Hi,

On 12/26/24 18:33, Julien Plissonneau Duquène wrote:

This should not make any difference in the number of write operations necessary, and only affect ordering. The data, metadata journal and metadata update still have to be written.

I would expect that some reordering makes it possible for fewer actual physical write operations to happen, i.e. writes to same/neighbouring blocks get merged/grouped (eventually by the hardware if not the kernel) which would make a difference on both spinning devices performance (less seeks) and solid state devices longevity (as these have larger physical blocks), but I don't know if that's actually how it works in that case.

On SSDs, it does not matter, both because modern media lasts longer than the rest of the computer now, and because the load balancer will largely ignore the logical block addresses when deciding where to put data into the physical medium anyway.

On harddisks, it absolutely makes a noticeable difference, but so does journaling.

It would be surprising though that the dpkg man pages (among other places) talks about performance degradations if these were not real.

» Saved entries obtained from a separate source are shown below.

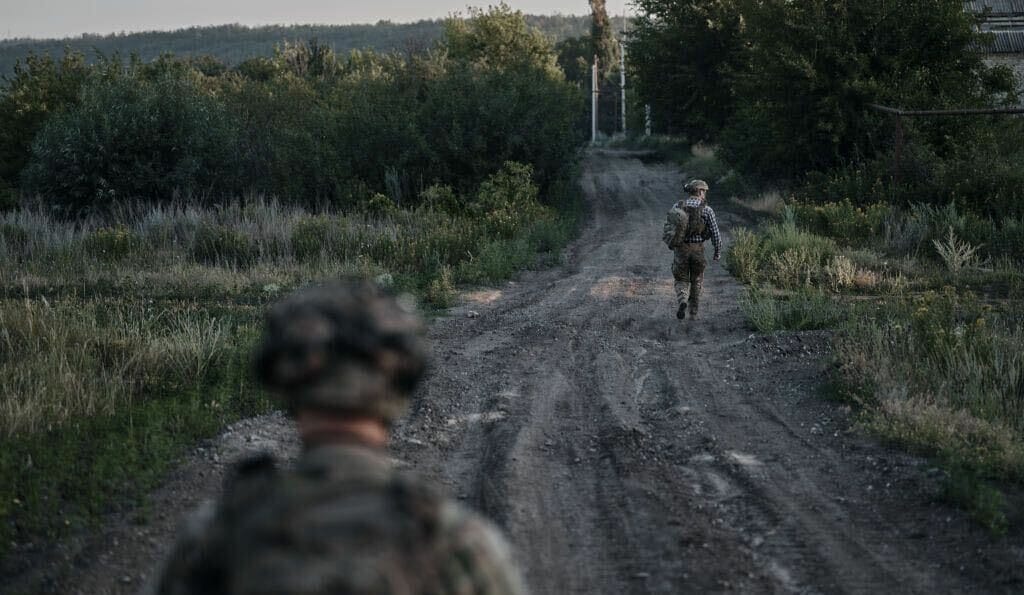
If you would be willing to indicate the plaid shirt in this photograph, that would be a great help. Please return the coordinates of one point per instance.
(712, 232)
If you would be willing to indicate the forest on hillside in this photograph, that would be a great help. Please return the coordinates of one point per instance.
(232, 44)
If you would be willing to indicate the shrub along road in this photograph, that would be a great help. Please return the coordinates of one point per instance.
(627, 452)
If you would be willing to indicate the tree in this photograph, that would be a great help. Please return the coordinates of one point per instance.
(684, 54)
(603, 38)
(499, 40)
(815, 65)
(40, 87)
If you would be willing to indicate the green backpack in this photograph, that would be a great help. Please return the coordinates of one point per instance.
(683, 221)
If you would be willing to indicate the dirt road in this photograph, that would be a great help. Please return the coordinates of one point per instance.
(626, 452)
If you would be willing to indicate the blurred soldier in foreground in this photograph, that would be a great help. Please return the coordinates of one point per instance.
(690, 223)
(344, 358)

ext4's delayed allocations mainly mean that the window where the inode is zero sized is larger (can be a few seconds after dpkg exits with --force-unsafe-io), so the problem is more observable, while on other file systems, you more often get lucky and your files are filled with the desired data instead of garbage.

The delayed allocations, on the other hand, allow the file system to merge the entire allocation for the file, instead of gradually extending it (but that can be easily fixed by using fallocate(2) ).

[filesystem level transactions]

That sounds interesting. But — do we have filesystems on Linux that can do that already, or is this still a wishlist item? Also worth noting, at least one well-known implementation in another OS was deprecated [1] citing complexity and lack of popularity as the reasons for that decision, and the feature is missing in their next-gen FS. So maybe it's not that great after all?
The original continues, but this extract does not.